The new digital edition of the collected correspondence of Wilkie Collins incorporates and updates two earlier series by the same editors: the just under 3,000 letters included in the four volumes of The Public Face of Wilkie Collins: The Collected Letters (Pickering & Chatto, 2005); and the over 350 letters gradually added between 2005 and 2017 in the eleven numbers of The Collected Letters of Wilkie Collins: Addenda and Corrigenda issued by the Wilkie Collins Society. The process of updating includes a large number of corrections and revisions to both the letter transcripts and the accompanying editorial material, including in not a few cases changes involving the recipient and/or the dating. This is particularly so with the selection of nearly 600 letters initially published almost twenty years ago in The Letters of Wilkie Collins (2 vols; Macmillan, 1999), edited by William Baker and William M. Clarke. With few exceptions, these appeared in The Public Face only in summary form, but here all appear complete within the sequence, while the transcriptions and annotations alike have now been thoroughly revised.

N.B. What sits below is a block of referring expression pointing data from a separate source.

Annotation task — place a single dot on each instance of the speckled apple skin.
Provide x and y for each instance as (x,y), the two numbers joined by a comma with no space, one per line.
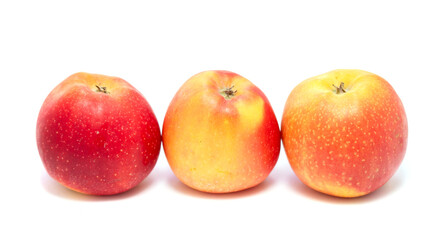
(220,145)
(349,144)
(97,143)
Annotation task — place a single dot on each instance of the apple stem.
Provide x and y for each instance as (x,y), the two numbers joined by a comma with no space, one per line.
(341,89)
(101,89)
(228,93)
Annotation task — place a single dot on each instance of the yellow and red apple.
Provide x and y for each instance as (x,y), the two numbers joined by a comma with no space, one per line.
(344,132)
(220,133)
(97,134)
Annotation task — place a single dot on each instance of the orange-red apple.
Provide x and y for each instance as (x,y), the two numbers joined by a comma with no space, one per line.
(344,132)
(97,134)
(220,133)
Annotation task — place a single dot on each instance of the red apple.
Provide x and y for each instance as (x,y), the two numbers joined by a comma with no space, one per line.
(220,133)
(97,134)
(344,132)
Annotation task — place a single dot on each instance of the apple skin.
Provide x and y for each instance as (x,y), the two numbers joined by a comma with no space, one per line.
(94,142)
(220,145)
(348,144)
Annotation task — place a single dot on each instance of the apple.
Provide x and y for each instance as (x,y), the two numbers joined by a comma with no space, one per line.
(97,134)
(344,132)
(220,133)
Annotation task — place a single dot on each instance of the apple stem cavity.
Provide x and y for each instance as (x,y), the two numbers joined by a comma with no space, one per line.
(101,89)
(341,89)
(228,93)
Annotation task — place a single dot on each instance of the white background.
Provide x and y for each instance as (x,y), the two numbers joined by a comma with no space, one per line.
(158,45)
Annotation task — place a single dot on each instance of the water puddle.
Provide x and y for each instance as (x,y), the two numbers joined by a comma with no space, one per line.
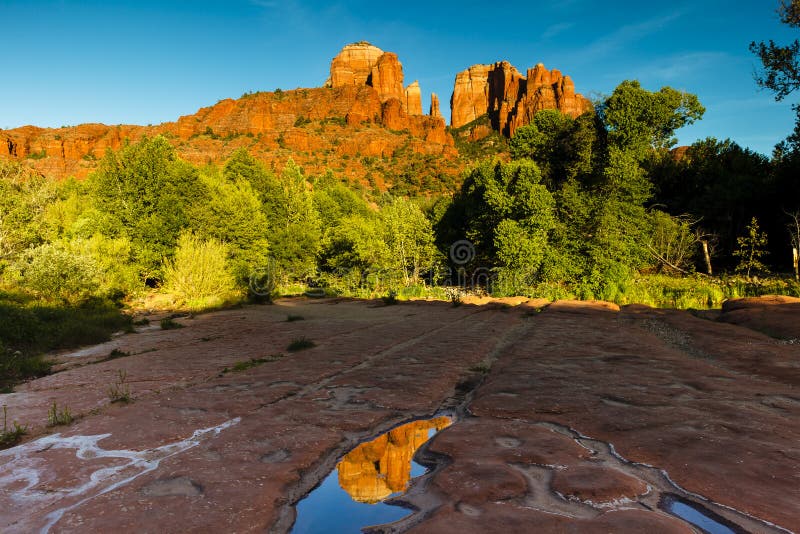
(702,518)
(354,495)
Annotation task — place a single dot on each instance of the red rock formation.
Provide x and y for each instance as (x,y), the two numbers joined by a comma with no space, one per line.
(359,113)
(387,77)
(435,106)
(374,470)
(511,99)
(353,65)
(413,99)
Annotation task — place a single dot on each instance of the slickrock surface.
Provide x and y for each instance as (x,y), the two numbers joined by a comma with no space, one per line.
(574,417)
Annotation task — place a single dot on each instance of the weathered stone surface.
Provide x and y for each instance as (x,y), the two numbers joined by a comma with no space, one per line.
(387,77)
(775,316)
(353,65)
(312,126)
(376,469)
(580,400)
(413,99)
(511,99)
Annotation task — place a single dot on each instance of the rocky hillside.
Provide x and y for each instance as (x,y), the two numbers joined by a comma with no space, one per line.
(363,124)
(511,99)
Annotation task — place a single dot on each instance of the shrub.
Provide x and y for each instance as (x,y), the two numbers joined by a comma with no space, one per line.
(54,273)
(199,273)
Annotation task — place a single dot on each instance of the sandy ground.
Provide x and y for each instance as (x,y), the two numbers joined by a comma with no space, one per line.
(570,417)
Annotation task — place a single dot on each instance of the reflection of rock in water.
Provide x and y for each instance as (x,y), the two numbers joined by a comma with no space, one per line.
(374,470)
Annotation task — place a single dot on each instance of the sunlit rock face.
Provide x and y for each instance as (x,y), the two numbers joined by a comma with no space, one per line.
(353,65)
(375,470)
(365,89)
(511,99)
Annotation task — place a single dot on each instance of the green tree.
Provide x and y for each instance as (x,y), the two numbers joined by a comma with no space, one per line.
(751,248)
(507,213)
(781,63)
(562,147)
(151,192)
(24,198)
(234,215)
(295,228)
(54,273)
(409,237)
(638,120)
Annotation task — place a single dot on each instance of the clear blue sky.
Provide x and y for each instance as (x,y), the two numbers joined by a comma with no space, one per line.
(140,62)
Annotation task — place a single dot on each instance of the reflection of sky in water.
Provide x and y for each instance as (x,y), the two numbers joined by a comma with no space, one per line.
(331,509)
(697,518)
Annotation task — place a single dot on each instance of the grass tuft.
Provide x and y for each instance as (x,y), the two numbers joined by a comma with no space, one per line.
(56,417)
(10,436)
(120,391)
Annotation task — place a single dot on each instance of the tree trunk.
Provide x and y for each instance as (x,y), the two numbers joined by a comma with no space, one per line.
(707,257)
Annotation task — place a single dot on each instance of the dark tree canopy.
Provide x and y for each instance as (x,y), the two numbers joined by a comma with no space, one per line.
(781,63)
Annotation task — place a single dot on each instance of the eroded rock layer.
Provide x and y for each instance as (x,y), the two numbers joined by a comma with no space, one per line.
(578,419)
(511,99)
(363,111)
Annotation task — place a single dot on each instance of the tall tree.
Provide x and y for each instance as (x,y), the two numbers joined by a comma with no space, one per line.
(781,72)
(150,191)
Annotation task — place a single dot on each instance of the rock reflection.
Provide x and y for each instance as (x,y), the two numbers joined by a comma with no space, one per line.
(375,470)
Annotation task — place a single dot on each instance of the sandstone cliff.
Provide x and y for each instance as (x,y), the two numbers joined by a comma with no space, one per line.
(511,99)
(435,112)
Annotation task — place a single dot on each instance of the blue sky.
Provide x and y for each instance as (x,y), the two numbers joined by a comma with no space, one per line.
(142,62)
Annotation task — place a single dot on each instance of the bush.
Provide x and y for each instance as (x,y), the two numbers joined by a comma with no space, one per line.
(199,274)
(52,272)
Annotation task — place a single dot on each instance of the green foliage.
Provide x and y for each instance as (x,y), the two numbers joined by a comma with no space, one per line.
(295,227)
(672,242)
(120,391)
(638,119)
(234,215)
(53,273)
(507,213)
(390,299)
(199,274)
(781,63)
(723,186)
(168,323)
(408,235)
(56,417)
(751,249)
(24,199)
(150,193)
(11,435)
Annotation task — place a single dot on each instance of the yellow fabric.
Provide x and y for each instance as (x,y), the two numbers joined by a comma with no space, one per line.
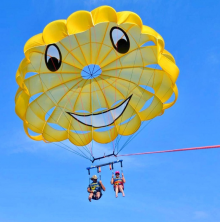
(84,39)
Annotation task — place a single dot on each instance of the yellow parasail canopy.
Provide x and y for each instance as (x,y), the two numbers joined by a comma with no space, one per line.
(94,76)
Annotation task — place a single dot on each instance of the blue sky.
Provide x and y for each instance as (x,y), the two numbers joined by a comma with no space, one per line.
(43,183)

Wilkie Collins’s career as an author spans more than four decades, covering all but the opening and closing stages of the reign of Queen Victoria. During that lengthy period his writings offer a crucial witness – second in importance perhaps only to those of his mentor, collaborator, friend and rival Charles Dickens – to the gradual and uneven emergence in Britain of a mass literary culture.

As a collection, Collins’s surviving correspondence ranges from the seven-year old child’s letter to his mother away at Brighton in the autumn of 1831 to the dying man’s desperate appeal to his old doctor friend in the autumn of 1889. His correspondents are active in an extraordinary range of cultural and social activities, and represent a wide variety of backgrounds and outlooks. There is a sustained dialogue with family members and relatives, with the companions made in youth (and often later with their partners and children), with new friends acquired on trips to Continental Europe or North America, with novelists, poets and painters, with playwrights, actors and theatre managers, with doctors, solicitors, and wine merchants, with publishers, editors, printers, copyists, and literary agents. Predictably, surviving correspondence with this last group is especially prominent. In addition there are hundreds of cases where there are only one or two letters to a single correspondent. Occasionally – as with Dickens – these are merely the fragments of a substantial relationship. More typically they bear witness to the growing fame of a writer who struggles to respond to an army of society hostesses, critical cranks, devoted readers and autograph hunters. Together these documents steadily chart the developments in a specific Victorian social and literary milieu.